No part of the net earnings of the corporation shall inure to the benefit of any director of the corporation, officer of the corporation, or any private individual (except that reasonable compensation may be paid for services rendered to or for the corporation affecting one or more of its purposes), and no director or officer of the corporation, or any private individual, shall be entitled to share in the distribution of any of the corporate assets on dissolution of the corporation.

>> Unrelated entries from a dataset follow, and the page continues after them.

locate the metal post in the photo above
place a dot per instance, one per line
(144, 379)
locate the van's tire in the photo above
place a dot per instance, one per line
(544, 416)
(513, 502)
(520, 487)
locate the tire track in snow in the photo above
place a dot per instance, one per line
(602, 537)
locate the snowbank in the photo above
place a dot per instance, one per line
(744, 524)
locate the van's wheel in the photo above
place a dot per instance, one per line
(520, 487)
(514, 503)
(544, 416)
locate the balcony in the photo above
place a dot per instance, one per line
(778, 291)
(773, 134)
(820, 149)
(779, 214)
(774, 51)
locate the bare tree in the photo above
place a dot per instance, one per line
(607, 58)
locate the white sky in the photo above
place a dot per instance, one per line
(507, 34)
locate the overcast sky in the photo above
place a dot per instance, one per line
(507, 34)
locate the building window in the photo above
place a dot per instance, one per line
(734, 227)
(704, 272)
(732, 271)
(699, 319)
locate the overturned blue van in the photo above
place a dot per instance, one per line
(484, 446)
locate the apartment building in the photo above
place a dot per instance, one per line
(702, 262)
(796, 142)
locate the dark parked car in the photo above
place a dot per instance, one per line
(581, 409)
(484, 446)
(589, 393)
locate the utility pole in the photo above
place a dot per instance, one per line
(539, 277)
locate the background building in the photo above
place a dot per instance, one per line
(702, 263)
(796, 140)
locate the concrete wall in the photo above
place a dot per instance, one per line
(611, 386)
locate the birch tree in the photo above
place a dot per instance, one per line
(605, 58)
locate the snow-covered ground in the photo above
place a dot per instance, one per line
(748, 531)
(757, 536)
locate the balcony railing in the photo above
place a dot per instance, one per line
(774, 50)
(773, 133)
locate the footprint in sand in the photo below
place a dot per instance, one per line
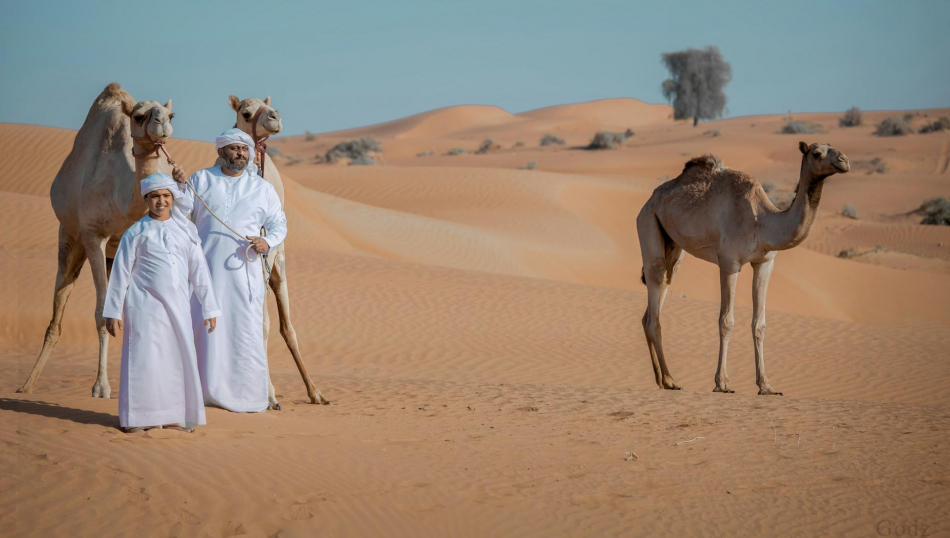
(138, 496)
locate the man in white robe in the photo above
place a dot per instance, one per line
(232, 361)
(158, 264)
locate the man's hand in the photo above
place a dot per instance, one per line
(260, 246)
(179, 175)
(112, 325)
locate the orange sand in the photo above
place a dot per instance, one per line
(478, 328)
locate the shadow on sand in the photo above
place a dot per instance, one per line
(46, 409)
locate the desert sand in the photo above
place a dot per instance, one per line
(477, 327)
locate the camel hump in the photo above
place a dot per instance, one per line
(708, 163)
(114, 93)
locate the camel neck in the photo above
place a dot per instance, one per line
(782, 230)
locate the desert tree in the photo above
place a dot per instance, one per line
(695, 87)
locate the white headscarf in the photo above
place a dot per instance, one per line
(159, 181)
(237, 136)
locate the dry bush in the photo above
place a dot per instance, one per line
(851, 118)
(894, 126)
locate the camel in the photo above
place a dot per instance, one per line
(268, 124)
(724, 217)
(96, 196)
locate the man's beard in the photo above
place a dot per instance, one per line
(235, 165)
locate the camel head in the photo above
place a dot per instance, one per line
(151, 121)
(268, 123)
(822, 160)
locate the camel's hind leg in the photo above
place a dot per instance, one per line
(70, 258)
(278, 283)
(661, 259)
(96, 251)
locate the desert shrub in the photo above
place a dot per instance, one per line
(851, 118)
(353, 149)
(487, 145)
(942, 124)
(894, 126)
(607, 140)
(800, 127)
(363, 160)
(936, 211)
(695, 86)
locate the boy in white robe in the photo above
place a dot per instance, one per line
(158, 264)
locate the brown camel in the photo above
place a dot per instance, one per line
(269, 124)
(96, 196)
(724, 217)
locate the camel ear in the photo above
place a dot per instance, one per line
(128, 105)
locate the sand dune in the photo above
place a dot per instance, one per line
(478, 328)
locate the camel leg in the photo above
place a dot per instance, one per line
(727, 287)
(661, 258)
(70, 258)
(272, 402)
(760, 284)
(278, 283)
(96, 250)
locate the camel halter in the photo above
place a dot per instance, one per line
(260, 146)
(265, 270)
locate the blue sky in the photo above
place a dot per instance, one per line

No substantial part of the activities of the corporation shall be the carrying on of propaganda, or otherwise attempting, to influence legislation, and the corporation shall not participate in, or intervene in (including the publication or distribution of statements) any political campaign on behalf of any candidate for public office.

To the extent not disallowed by applicable Internal Revenue Code of 1986, as amended, no director of the corporation shall be liable to the corporation or its members for monetary damages for an act or omission in the director's capacity as a director, except for liability of a director for (i) a breach of a director's duty of loyalty to the corporation, (ii) an act or omission not in good faith or that involves intentional misconduct or a knowing violation of the law, (iii) a transaction from which a director received an improper benefit, whether or not the benefit resulted from an action taken within the scope of the director's office, or (iv) an act or omission for which the liability of a director is expressly provided for by statute. If the Texas Non-Profit Corporation Act, the Texas Miscellaneous Corporation Laws Act, or other applicable law is amended after adoption of these Articles of Incorporation to authorize corporation action further eliminating or limiting the liability of directors, then the liability of a director of the Association shall be eliminated or limited to the fullest extent permitted by the Texas Non-Profit Corporation Act, the Texas Miscellaneous Corporation Laws Act, or other applicable law, as so amended. This Article X shall not impair, limit or otherwise adversely affect any other provision of these Articles of Incorporation or the Bylaws of the corporation with respect to limiting or eliminating the liability of directors, but rather shall be cumulative thereof.

The corporation may have members if and as provided by the Bylaws.